Los hijos de Zizinho y de Liliana...

Gio tiene cara de niño. Por momentos parece la imagen fresca de su padre, aquel Zizinho que se asomaba con la camiseta del América en la década de los ochenta; Jonathan parece más serio, más atento, más alerta, más a la defensiva, con algunas expresiones típicas de doña Liliana, su madre.

Ambos, vestidos en el amarillo encendido del Villarreal, corren tras el balón y festejan los éxitos de un equipo de clase media en España que amenaza con inquietar a los “grandes”. Giovani y Jonathan dos Santos viven un auténtico sueño.

“Creo que Gio ha alcanzado una madurez y Jonathan se siente fortalecido por tener a su hermano cerca. Eso queríamos para los dos”, me dice Zizinho, el orgulloso padre de los jugadores mexicanos del Villarreal.

La estabilidad futbolística no ha sido un proceso sencillo en el andar de la familia Dos Santos. Giovani era un chico que combinaba el maravilloso talento de “dos tipos de sangre” excepcionales. Cuando era más Dos Santos, aparecía la magia para tratar y acariciar el balón y cuando florecían los genes del Ramírez (el apellido de su mamá) tenía la fortaleza física para no rendirse jamás. Tras su salida del Barcelona, comenzó un largo peregrinaje a la búsqueda de estabilidad: Inglaterra, Turquía, España. Pero hoy juega con mucha regularidad y es una de las fortalezas del submarino amarillo. También atrás quedaron parajes típicos de la juventud que no son parte de la educación que recibió en casa.

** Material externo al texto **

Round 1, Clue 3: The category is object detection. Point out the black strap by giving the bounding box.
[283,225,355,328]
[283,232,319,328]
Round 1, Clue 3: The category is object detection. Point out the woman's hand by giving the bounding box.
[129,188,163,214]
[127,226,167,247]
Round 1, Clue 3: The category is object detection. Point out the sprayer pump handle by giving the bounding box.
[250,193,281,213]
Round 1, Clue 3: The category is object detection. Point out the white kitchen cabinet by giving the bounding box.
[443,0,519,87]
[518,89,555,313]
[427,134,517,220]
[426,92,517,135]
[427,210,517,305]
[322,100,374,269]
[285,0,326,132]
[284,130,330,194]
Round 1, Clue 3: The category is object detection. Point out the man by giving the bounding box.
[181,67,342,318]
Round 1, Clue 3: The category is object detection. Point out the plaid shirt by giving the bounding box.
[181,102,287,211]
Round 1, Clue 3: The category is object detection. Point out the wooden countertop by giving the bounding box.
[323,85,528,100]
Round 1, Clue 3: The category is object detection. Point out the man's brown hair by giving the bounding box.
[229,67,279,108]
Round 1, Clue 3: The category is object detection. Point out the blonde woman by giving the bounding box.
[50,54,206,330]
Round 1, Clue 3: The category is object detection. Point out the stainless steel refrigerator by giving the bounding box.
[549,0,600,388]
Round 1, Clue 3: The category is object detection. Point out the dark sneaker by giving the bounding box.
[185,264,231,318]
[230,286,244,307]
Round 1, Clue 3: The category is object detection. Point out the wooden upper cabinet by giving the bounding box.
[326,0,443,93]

Y lo de Jonathan también ha sido asombroso. Se ha convertido en un titular casi indiscutible del Villarreal. Un jugador fuerte, que corre y mete la pierna. En el pasado quedaron las temporadas de incertidumbre donde el Barcelona jugaba con la posibilidad de darle más oportunidades en la cancha. También ha superado aquel paraje donde “fue cortado” por Javier Aguirre cuando faltaban algunos días para el Mundial de Sudáfrica 2010. Hoy, Jonathan es un jugador que cumple lo que se pide en el campo y que seguirá creciendo como futbolista y como persona.

El futbol mexicano está de plácemes. Tiene a dos exponentes que tras un largo peregrinar encontraron el sitio adecuado para mostrar las grandes facultades que Dios y el destino les dieron.

Gio y Jonathan, Dos Santos y también Ramírez, los hijos de La Masía, del Barcelona, los hijos de Zizinho y de Liliana, hoy, en un estado puro, amarillo encendido del Villarreal y lleno de esperanza, sueños e ilusiones para el futbol mexicano.